We took Marissa home and I bought a couple of enormous pizzas to share.
Tristan and I eat out so rarely I was shocked at the price but they
tasted good!
And then we started to talk some ideas through. What was needed and what to
do.
I wanted details of the school Casey attends as it sounds unusually good.
And details of other children who have been fixed up well
to inspire
those who are injured about the hope after treatment and to inspire others to
contribute funds.
And I felt like asking for the name and number of the large white nurse who
steals valium and other drugs from the hospital en route to the patients
- and sways around outside the hospital and in the childrens ward in a
drunken manner. Or the name of one of only two social workers at Wentworth who
does so little (apart from her home handicrafts) that doctors are unaware that
there are two social workers on the payroll.
Or the name of the alcoholic housekeeper who instead of being sacked was
promoted.
to executive housekeeper!
But I decide that I need all the contact details for burns facilities and
names of useful individuals there; NGO/literacy in squatter camp information;
details of proactive work with/by fire brigades; details of municipality plans
to take water to squatter settlements; details of medical facilities used by
burns victims and the size of the "catchment area"; details of the
burns conference next year; Mr Madarees email address; and any proactive
ideas on prevention that Luise and Marissa can come up with,
On Sunday we talked more and then tried to arrange a meeting with a
translating contact who also lives in Durban but could never get beyond
her home help who demonstrated her inability to understand English by simply
putting the phone down again and again.
So I took the children to the beach and for a coastal cable car ride
so that they had a little rest and relaxation on an emotional trip.
They ran in and out of the waves for an hour or more before we made contact
with Patience Buthelezi, the translator, teacher and collector of Zulu rhymes,
and went to see her briefly at her home.
I showed her and her husband a series of Dorah photos .. and tried to enlist
her rather reserved husband into assistance with getting Children of Fire
discussed on Radio Zulu (for who he works).

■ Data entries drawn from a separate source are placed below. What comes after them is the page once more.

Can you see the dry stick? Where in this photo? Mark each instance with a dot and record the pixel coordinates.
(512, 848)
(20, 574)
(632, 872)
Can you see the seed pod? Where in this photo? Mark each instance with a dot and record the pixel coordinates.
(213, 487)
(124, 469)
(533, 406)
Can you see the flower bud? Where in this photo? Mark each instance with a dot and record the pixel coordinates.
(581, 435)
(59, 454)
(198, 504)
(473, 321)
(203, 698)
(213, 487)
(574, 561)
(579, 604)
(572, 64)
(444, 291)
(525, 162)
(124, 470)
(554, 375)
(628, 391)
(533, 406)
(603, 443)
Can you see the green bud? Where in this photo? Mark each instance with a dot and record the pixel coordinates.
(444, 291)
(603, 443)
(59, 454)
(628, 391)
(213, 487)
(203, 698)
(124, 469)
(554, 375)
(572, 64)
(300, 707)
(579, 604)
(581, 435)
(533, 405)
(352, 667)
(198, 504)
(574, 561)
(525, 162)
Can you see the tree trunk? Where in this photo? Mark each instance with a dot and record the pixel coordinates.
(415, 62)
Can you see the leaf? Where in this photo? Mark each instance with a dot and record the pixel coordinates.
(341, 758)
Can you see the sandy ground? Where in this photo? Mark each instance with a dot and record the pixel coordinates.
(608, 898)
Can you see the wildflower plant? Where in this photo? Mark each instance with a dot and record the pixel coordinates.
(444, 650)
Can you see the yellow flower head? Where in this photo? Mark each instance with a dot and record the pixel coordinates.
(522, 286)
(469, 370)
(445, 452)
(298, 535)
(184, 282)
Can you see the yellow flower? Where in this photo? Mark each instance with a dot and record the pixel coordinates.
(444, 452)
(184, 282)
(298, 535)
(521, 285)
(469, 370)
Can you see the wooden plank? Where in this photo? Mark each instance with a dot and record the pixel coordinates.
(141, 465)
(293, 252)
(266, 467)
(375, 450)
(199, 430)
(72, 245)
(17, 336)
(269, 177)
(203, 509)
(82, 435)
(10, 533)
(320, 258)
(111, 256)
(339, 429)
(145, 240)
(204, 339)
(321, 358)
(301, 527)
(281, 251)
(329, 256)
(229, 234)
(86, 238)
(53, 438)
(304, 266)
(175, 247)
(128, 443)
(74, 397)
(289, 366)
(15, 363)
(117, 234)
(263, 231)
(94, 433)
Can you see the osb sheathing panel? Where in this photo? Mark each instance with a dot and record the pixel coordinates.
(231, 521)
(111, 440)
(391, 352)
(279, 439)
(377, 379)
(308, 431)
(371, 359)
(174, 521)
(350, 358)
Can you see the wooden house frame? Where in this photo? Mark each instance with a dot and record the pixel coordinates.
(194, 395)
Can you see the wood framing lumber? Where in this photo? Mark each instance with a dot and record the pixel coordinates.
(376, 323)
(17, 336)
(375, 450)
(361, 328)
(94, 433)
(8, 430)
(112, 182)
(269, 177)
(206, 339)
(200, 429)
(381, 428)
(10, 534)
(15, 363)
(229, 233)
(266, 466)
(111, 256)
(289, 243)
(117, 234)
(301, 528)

And then the long schlep back to Joburg.
The bends were easier to negotiate in daylight. And then we drove into the
most stunning sunset of scarlet, turquoise, salmon and charcoal with strips of
buttercup-almost-gold yellow.
The panorama of mountains and sky stretched almost 360 degrees as we drove,
seemingly, ever up towards and into the firmament. Quickly it was night. Pitch
black and then red clouds glowed from behind the silhouette of the mountains.
We were driving into a massive veld fire that ringed the rocks and pinnacles
all around. The lines of scarlet flame like red thorns encircling us; the smell
of smoke heavy in the air.
This was the biggest known fire to hit Harrismith. An amazing spectacle;
like a scene from Dantes great poem sprung to reality in the hills of
KwaZulu Natal.
And so we drove through, safely. To plan the next stages of Children of
Fire.
Bronwen Jones, Johannesburg, RSA, June 1998.